1927—Mae West Sentenced to Jail
American actress and playwright Mae West is sentenced to ten days in jail for obscenity for the content of her play Sex. The trial occurred even though the play had run for a year and had been seen by 325,000 people. However West's considerable popularity, already based on her risque image, only increased due to the controversy. 1971—Manson Sentenced to Death
In the U.S, cult leader Charles Manson is sentenced to death for inciting the murders of Sharon Tate and several other people. Three accomplices, who had actually done the killing, were also sentenced to death, but the state of California abolished capital punishment in 1972 and neither they nor Manson were ever actually executed. 1923—Yankee Stadium Opens
In New York City, Yankee Stadium, home of Major League Baseball's New York Yankees, opens with the Yankees beating their eternal rivals the Boston Red Sox 4 to 1. The stadium, which is nicknamed The House that Ruth Built, sees the Yankees become the most successful franchise in baseball history.
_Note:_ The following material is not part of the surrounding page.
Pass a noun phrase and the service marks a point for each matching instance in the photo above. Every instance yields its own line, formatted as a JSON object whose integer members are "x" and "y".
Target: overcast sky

It is eventually replaced by a new Yankee Stadium and closes in September 2008. 1961—Bay of Pigs Invasion Is Launched
A group of CIA financed and trained Cuban refugees lands at the Bay of Pigs in southern Cuba with the aim of ousting Fidel Castro. However, the invasion fails badly and the result is embarrassment for U.S. president John F. Kennedy and a major boost in popularity for Fidel Castro, and also has the effect of pushing him toward the Soviet Union for protection.